Mental Health: My Relationship With Meds


I was 26 when I first took anti-depressants. It was fluoxetine. I’d sat in the GPs office with my mum sobbing and answering yes to every question on the list they ask you to assess how depressed you are. It wasn’t the first time I’d suffered from depression but it was the first time I’d said it out loud.

I remember being scared to take the pills. I remember reading the information sheet inside and deciding not to take them. The side effects looked worse than the depression and I had images of me becoming a drug addict running through my mind. I remember being ashamed and telling my flatmate it was my contraceptive pill. I remember being nothing short of terrified thinking that if I took the pills, my life would be forever changed and I would never be the same again.

It took me almost two weeks to start taking the pills. My mum would patiently call me every day to gently ask whether I’d started to take the pills. I’d tell her, ‘Not today,’ and she’d sigh, almost imperceptibly, and tell me she loved me. I’d cry and hang up and she’d be left worried, waiting and wanting with all heart to step in a help me.
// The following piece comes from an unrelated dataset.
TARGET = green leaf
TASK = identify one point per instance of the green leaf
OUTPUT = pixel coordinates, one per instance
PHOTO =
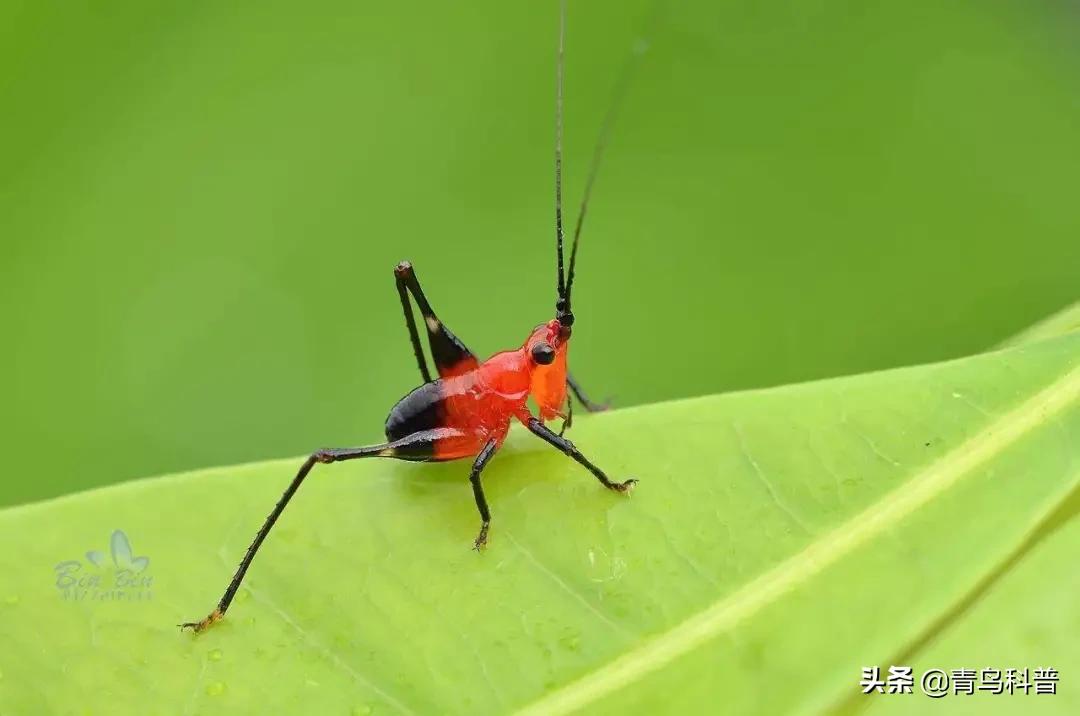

It was a panic attack that was the final straw. I sat in the corner of my bedroom truly believing I was going to die. I was on my own in the house. I physically couldn’t pick up the phone to ask for help and as I sat there believing that was my last breath, I remember thinking that I’d wished I’d taken the pills. “If I’d taken the pills, this wouldn’t be happening.” When it passed, when I was able to breathe and my vision had cleared, I got up and took the first pill.

Here’s the thing: despite my anxieties and worries regarding the meds, I felt nothing but overwhelming relief when I swallowed that first tablet. In doing so, I felt like i had taken control of a brain that, for so long, had been controlling me. I felt like I was fighting back and that even if fluoxetine wasn’t the med for me, it was a start. I had gone up and over the trenches and I had survived.

Since then, I’ve been off and on anti-depressants. I stayed on Fluoxetine for over a year but I never went back on it. After that I was prescribed Cytalopram and after than Sertraline. Sertraline has been my saviour - it’s a rough couple of weeks at first but I find it works for me when I need it, in a way that the others didn’t. I also find coming off Sertraline easier than Cytalopram but that could just be me.

And that’s important - this isn’t a message telling you to take the pill. This is a message that’s trying to break the stigma surrounding meds. If standing up and talking about my relationship with anti-depressants makes it a little easier for someone else to ask for the help they need, then give me a soap box and I’ll shout about it all day long. There is no shame for me - no matter how hard some people have tried to make me feel shame. Instead there is strength and security because I know that I’m in control.

I know people that have found anti-depressants or anti-anxiety meds that work for them and they’ve never come off them. Not because they’re addicted but because their brain works better with them. My brain can work normally, and then, out of the blue, for no apparent reason it can do a 180 degree turn and start falling apart. I am off and on meds. It doesn’t matter how you use the meds you need, if you need them, then there is and never should be any shame.